Wenn der Löffel zu schwer wird - OWLs erste Long Covid-Ambulanz für Kinder

Stand: 30.06.2022, 17:08 Uhr

Noch werfen die Langzeitfolgen einer Coronainfektion viele Fragen auf – wie verläuft die Erkrankung und was können verzweifelte Familien tun? Eine der ersten Post-Covid-Ambulanzen Nordrhein-Westfalens in Bethel begleitet Familien auf dem Weg zurück in ein normales Leben.

Von Julia Schlöpker

Es ist ein heißer Tag. In der Kinderklinik Bethel in Bielefeld erwartet Assistenzarzt Jeremy Schmidt zwei Jungen, die in die 5. Klasse gehen. Eigentlich – beide hatten im Frühjahr Covid 19, der eine mit Fieber, der andere mit Schnupfen. Für den Unterricht sind beide seit Monaten zu schwach. Der zehnjährige Felix ist extra mit seiner Mutter aus Andernach bei Koblenz angereist.

Sie waren schon bei diversen Ärzten – bisher lautete die Diagnose Depression. Die Familie fühlt sich unverstanden. Vier Mal die Woche Fußball, Freunde treffen – all das würde Felix ja gerne, doch an manchen Tagen ist er so kaputt, dass er nicht einmal allein die Treppe hochgehen kann. Jeremy Schmidt macht sich mit Psychotherapeutin Juliane Venghaus ein genaues Bild von seinem Alltag und seinen Beschwerden.

Die eigene Energie einteilen

Schnell stellt sich heraus: Sobald es Felix gut geht und er etwas unternimmt, folgt ein Tief – tagelange Schwäche. "Das ist ein so genannter Crash," erklärt Schmidt. Sein Rat: Sich die wenige Energie gut einteilen, um Rückschläge zu vermeiden. Das gilt auch für den elfjährigen Justus aus der Nähe von Köln. Der ist eigentlich eine Leseratte. "Ich kann mich aber auf kein Buch mehr konzentrieren - mein Kopf ist total matsch," berichtet der Junge. Manchmal könne er beim Essen den Löffel kaum halten.

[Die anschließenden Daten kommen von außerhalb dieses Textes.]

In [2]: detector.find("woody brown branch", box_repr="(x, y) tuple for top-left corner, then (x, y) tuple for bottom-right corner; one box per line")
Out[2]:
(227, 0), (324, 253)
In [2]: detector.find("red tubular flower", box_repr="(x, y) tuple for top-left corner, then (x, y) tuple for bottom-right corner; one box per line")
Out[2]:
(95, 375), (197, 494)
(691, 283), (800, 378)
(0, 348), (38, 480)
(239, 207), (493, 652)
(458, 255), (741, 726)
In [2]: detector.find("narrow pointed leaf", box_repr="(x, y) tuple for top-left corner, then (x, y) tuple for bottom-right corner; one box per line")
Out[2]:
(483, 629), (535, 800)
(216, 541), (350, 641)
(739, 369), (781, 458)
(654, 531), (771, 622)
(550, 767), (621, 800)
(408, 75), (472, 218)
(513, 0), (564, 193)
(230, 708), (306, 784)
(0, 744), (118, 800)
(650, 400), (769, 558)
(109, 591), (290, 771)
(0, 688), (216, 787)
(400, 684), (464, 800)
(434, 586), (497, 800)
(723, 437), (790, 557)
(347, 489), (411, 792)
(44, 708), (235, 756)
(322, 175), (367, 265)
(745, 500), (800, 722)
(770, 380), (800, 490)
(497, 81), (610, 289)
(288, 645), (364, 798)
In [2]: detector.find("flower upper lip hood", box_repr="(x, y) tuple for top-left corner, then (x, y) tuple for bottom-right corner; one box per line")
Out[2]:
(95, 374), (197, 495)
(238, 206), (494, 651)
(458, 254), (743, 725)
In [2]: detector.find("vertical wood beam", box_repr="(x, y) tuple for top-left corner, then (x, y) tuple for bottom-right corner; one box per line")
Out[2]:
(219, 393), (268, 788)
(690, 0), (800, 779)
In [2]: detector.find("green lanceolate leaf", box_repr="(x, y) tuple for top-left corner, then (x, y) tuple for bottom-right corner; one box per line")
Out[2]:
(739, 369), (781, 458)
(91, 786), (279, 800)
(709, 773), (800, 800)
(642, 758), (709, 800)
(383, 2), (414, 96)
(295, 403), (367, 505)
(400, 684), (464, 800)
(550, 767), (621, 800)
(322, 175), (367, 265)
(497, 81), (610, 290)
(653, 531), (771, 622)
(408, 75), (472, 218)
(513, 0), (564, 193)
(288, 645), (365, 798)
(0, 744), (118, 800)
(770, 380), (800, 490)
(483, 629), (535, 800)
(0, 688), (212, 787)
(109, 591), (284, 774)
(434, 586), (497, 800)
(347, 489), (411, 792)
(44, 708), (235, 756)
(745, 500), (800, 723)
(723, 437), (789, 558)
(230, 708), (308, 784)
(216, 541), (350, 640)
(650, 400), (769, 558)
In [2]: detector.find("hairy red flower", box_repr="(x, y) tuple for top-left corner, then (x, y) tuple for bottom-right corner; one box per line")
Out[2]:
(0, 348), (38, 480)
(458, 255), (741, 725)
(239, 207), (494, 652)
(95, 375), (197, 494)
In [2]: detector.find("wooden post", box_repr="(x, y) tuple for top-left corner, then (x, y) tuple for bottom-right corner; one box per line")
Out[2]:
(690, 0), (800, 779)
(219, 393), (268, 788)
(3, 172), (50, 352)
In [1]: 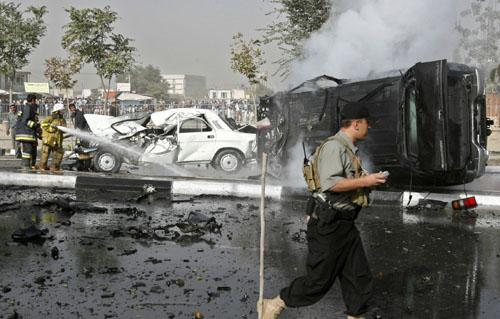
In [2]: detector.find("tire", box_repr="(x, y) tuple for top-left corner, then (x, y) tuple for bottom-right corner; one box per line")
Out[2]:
(213, 150), (243, 174)
(92, 151), (122, 173)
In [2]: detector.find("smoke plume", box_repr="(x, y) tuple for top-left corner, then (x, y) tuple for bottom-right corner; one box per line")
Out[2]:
(292, 0), (460, 84)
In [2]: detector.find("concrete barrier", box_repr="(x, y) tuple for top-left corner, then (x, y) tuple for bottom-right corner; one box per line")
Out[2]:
(0, 172), (500, 208)
(0, 172), (77, 189)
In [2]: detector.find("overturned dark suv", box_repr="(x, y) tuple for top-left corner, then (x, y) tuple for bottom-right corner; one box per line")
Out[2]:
(258, 60), (490, 185)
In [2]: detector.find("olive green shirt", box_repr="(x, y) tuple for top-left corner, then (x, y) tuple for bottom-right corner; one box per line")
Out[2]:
(317, 131), (358, 193)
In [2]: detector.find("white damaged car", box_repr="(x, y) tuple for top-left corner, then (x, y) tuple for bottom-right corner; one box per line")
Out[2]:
(80, 108), (257, 173)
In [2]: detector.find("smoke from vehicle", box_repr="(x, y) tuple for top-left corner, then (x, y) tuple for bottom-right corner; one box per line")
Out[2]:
(292, 0), (460, 84)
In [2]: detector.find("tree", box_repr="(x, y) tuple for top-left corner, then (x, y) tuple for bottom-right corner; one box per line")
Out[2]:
(231, 33), (267, 113)
(62, 6), (136, 114)
(0, 2), (47, 103)
(457, 0), (500, 92)
(261, 0), (332, 78)
(231, 33), (267, 85)
(116, 65), (168, 100)
(44, 56), (81, 104)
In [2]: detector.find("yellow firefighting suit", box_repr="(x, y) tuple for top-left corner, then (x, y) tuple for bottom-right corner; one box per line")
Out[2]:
(40, 112), (66, 171)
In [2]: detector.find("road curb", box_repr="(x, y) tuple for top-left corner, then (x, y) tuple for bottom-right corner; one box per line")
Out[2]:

Für seine Mutter stand schnell fest, dass ihr Sohn Long Covid hat. Die beiden Fälle sind auch für Jeremy Schmidt eindeutig. Das ist nicht immer so. Schon bei der Anmeldung in der einzigen Ambulanz dieser Art in ganz Ostwestfalen-Lippe möchten die Mediziner herausfinden, ob Long Covid vorliegen könnte, oder ob die Kinder eher an den Folgen der Pandemie leiden. "Die sind gewaltig", meint Prof. Dr. Eckard Hamelmann, Chefarzt der Kinderklinik. In Bethel kennt man sich aus mit chronischen und psychischen Erkrankungen.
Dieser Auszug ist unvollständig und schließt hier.